One of the questions we’re tracking is whether warming waters are shifting the timing of spawning events. There’s some evidence from other reef systems that thermal stress can disrupt the environmental cues that trigger synchronised spawning. If different colonies within a species spawn at slightly different times, fertilisation rates drop because eggs and sperm don’t encounter each other in sufficient concentrations.

On the GBR, timing hasn’t shifted dramatically—yet. Our data shows year-to-year variation of a few days, which is within normal range. But the cumulative effect of rising baseline temperatures is something we’ll need to watch over the coming decades. Even a small desynchronisation could significantly reduce reproductive success.

Water temperature during the weeks before spawning also affects gamete quality. Corals stressed by heat in the months leading up to spawning may produce fewer or lower-quality eggs. This is harder to measure than spawning intensity itself, but laboratory studies have shown that heat-stressed corals produce eggs with less lipid content—meaning less energy reserves for the developing larvae.

The Bright Spots

Not everything in the data is concerning. Several observations from this season gave me genuine optimism.

Juvenile coral density at our northern sites has been trending upward over the past three years. This suggests that spawning events from 2022-2023 successfully produced larvae that settled and survived. We’re seeing small Acropora colonies—5 to 15 centimetres—in areas that were heavily bleached just a few years ago. Recovery is slow but it’s happening.

We also documented spawning from several coral species that we’d classified as significantly depleted at those sites. When species that were barely hanging on manage to spawn, it means they’ve recovered enough energy to invest in reproduction. That’s a meaningful threshold.

Diversity of spawning species was comparable to our baseline data. This matters because reef resilience depends on species diversity. A reef dominated by one or two fast-growing species is less robust than one with a diverse community of corals with different growth strategies, thermal tolerances, and ecological roles.

What Happens Next

The larvae from this season’s spawning are now out in the world. Over the next few months, we’ll be surveying our sites for evidence of coral settlement and early recruitment. Settlement tiles—small ceramic plates we deploy at monitoring sites—will give us quantitative data on how many larvae settled and where.

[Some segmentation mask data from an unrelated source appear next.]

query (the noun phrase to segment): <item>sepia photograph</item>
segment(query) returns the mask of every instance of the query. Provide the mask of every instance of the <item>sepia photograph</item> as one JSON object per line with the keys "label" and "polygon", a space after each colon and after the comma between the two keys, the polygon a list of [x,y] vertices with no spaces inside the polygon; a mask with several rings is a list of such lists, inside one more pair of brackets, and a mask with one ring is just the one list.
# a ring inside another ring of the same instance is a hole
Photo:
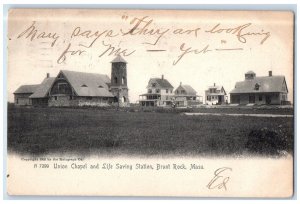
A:
{"label": "sepia photograph", "polygon": [[294,27],[292,11],[10,9],[8,194],[293,196]]}

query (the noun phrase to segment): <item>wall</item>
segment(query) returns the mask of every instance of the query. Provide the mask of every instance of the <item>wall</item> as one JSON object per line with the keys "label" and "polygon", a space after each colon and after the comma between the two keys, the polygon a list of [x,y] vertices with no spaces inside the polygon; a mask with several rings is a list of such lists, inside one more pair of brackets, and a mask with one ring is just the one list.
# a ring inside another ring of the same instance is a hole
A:
{"label": "wall", "polygon": [[[27,105],[31,105],[31,99],[29,98],[29,96],[32,95],[32,93],[28,93],[28,94],[15,94],[15,105],[18,106],[27,106]],[[18,103],[17,103],[18,102]]]}
{"label": "wall", "polygon": [[[239,95],[240,96],[240,103],[242,105],[247,105],[249,104],[249,95],[250,94],[234,94],[234,95]],[[281,97],[282,94],[280,93],[261,93],[261,94],[254,94],[255,95],[255,104],[257,105],[264,105],[267,104],[267,96],[270,97],[271,99],[271,103],[270,105],[280,105],[281,104]],[[262,100],[259,101],[259,96],[262,96]],[[232,96],[233,94],[230,95],[231,99],[231,103],[236,103],[236,101],[232,100]]]}
{"label": "wall", "polygon": [[74,97],[70,96],[52,96],[49,99],[49,106],[109,106],[113,102],[113,98],[108,97]]}
{"label": "wall", "polygon": [[[120,99],[120,106],[129,106],[130,101],[127,88],[111,88],[111,93]],[[125,97],[125,101],[123,97]]]}
{"label": "wall", "polygon": [[33,106],[48,106],[49,98],[32,98]]}

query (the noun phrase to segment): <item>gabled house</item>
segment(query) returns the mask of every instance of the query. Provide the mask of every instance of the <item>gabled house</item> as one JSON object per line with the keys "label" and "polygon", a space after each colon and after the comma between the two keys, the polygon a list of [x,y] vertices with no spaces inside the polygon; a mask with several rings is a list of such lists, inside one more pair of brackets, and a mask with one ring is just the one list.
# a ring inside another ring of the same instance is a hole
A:
{"label": "gabled house", "polygon": [[257,77],[253,71],[245,74],[245,80],[237,82],[230,92],[233,104],[288,104],[288,88],[284,76]]}
{"label": "gabled house", "polygon": [[39,84],[35,85],[22,85],[14,92],[14,103],[18,106],[27,106],[31,105],[31,96],[36,89],[39,87]]}
{"label": "gabled house", "polygon": [[174,87],[164,78],[151,78],[147,93],[140,95],[141,106],[171,106],[174,100]]}
{"label": "gabled house", "polygon": [[205,91],[205,103],[208,105],[219,105],[227,103],[227,94],[223,86],[209,86]]}
{"label": "gabled house", "polygon": [[175,90],[175,104],[177,107],[188,107],[201,104],[200,96],[190,85],[185,85],[180,82],[180,85]]}

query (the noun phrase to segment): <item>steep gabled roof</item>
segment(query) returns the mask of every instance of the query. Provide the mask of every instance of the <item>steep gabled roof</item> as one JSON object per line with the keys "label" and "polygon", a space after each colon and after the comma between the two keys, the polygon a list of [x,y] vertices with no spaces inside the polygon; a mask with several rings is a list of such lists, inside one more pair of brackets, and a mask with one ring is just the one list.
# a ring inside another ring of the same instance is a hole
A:
{"label": "steep gabled roof", "polygon": [[[208,90],[206,90],[207,92],[209,92],[209,89],[213,89],[213,88],[215,88],[217,91],[222,91],[222,89],[224,90],[224,94],[226,95],[226,91],[225,91],[225,89],[224,89],[224,87],[223,86],[216,86],[216,85],[214,85],[214,86],[209,86],[208,87]],[[210,95],[214,95],[213,93],[210,93]],[[216,94],[216,95],[218,95],[218,94]]]}
{"label": "steep gabled roof", "polygon": [[29,96],[29,98],[44,98],[47,96],[55,77],[45,78],[44,81],[38,85],[35,92]]}
{"label": "steep gabled roof", "polygon": [[[179,85],[177,89],[182,88],[185,90],[186,94],[185,95],[196,95],[197,91],[193,89],[190,85],[184,84],[184,85]],[[177,90],[176,89],[176,90]]]}
{"label": "steep gabled roof", "polygon": [[152,83],[157,83],[157,85],[163,89],[173,89],[174,88],[167,79],[151,78],[148,82],[148,87],[151,86]]}
{"label": "steep gabled roof", "polygon": [[[255,90],[256,84],[259,86],[258,90]],[[284,76],[255,77],[254,79],[237,82],[230,93],[284,92],[283,85],[286,86]]]}
{"label": "steep gabled roof", "polygon": [[39,84],[22,85],[14,92],[14,94],[34,93],[38,86]]}
{"label": "steep gabled roof", "polygon": [[113,97],[107,85],[110,83],[107,75],[68,70],[61,70],[60,73],[66,77],[78,96]]}

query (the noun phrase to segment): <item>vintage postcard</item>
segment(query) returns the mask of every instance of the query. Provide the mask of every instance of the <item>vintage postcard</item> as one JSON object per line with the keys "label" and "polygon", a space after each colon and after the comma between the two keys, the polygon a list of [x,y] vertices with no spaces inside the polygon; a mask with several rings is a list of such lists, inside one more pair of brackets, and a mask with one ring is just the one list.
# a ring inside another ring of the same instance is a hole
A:
{"label": "vintage postcard", "polygon": [[10,9],[9,195],[287,198],[290,11]]}

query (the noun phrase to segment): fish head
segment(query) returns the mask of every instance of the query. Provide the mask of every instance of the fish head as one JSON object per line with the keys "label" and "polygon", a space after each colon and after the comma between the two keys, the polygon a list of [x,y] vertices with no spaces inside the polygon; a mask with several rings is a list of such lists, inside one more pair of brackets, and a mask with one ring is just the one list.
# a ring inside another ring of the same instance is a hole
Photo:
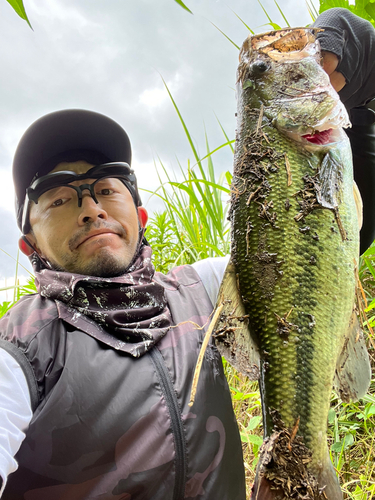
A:
{"label": "fish head", "polygon": [[264,118],[292,139],[327,146],[340,140],[350,122],[323,70],[315,31],[249,36],[240,51],[237,92],[244,93],[244,106],[262,106]]}

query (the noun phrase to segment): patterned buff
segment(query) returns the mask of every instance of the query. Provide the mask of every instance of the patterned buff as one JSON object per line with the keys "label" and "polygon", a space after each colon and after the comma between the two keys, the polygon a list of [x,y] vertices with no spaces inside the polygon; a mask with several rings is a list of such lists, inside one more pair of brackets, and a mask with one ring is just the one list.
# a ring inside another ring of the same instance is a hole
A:
{"label": "patterned buff", "polygon": [[128,271],[114,278],[55,271],[37,253],[31,263],[38,292],[56,301],[61,319],[139,357],[172,325],[164,288],[153,279],[151,254],[142,244]]}

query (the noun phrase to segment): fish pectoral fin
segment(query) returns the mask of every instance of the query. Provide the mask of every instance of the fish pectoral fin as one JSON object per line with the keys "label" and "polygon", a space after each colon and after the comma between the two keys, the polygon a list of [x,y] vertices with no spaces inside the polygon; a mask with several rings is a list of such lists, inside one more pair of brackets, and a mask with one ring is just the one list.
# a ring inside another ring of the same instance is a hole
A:
{"label": "fish pectoral fin", "polygon": [[216,308],[223,310],[213,337],[220,354],[250,380],[259,378],[259,350],[250,335],[248,316],[238,289],[234,264],[229,261],[220,286]]}
{"label": "fish pectoral fin", "polygon": [[337,153],[329,151],[319,169],[319,189],[316,198],[324,208],[335,209],[341,203],[343,164]]}
{"label": "fish pectoral fin", "polygon": [[363,224],[362,196],[361,196],[361,193],[359,192],[357,183],[355,181],[353,181],[353,195],[354,195],[354,201],[355,201],[355,208],[357,209],[358,226],[359,226],[359,229],[362,229],[362,224]]}
{"label": "fish pectoral fin", "polygon": [[358,401],[371,382],[371,365],[357,313],[353,309],[343,347],[337,359],[334,386],[341,399]]}

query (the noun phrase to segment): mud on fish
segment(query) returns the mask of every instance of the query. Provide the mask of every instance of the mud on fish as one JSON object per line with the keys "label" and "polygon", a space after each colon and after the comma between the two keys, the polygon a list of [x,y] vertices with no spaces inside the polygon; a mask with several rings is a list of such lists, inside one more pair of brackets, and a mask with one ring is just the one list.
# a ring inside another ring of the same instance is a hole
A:
{"label": "mud on fish", "polygon": [[[242,372],[259,374],[266,440],[252,499],[340,500],[326,439],[331,391],[336,380],[359,397],[370,380],[353,315],[350,124],[313,29],[249,37],[237,77],[231,263],[219,298],[229,305],[216,341]],[[229,281],[241,298],[228,297]]]}

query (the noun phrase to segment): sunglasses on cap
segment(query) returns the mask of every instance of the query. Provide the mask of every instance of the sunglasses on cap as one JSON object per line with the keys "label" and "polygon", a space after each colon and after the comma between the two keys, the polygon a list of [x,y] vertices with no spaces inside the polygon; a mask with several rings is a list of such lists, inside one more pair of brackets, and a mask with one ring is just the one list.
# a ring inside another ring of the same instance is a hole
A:
{"label": "sunglasses on cap", "polygon": [[[29,220],[31,202],[38,204],[39,198],[47,191],[60,187],[71,188],[76,193],[78,206],[81,207],[84,190],[88,190],[95,203],[98,203],[95,186],[99,181],[107,178],[119,179],[130,191],[135,205],[137,207],[142,205],[138,193],[137,179],[134,175],[134,170],[132,170],[127,163],[114,162],[95,165],[84,174],[76,174],[75,172],[71,172],[69,170],[52,172],[51,174],[39,177],[26,189],[26,197],[22,213],[22,233],[27,234],[31,229]],[[71,184],[72,182],[83,179],[95,180],[91,184],[80,184],[79,186],[73,186]]]}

The real test is survival through the coming summer. Juvenile corals are vulnerable to temperature stress, predation, competition from algae, and physical disturbance. If summer 2026-2027 brings another marine heatwave, many of this season’s recruits won’t make it.

But if conditions are moderate—and the current La Nina forecast suggests they might be—this year’s cohort could contribute meaningfully to reef recovery. Coral reefs have incredible regenerative capacity when they get a break from repeated disturbance. The question, as always, is whether they’ll get that break.

I’ll be back on the reef next month to begin settlement surveys. The spawning snow globe was beautiful this year. Now we wait to see what it produced.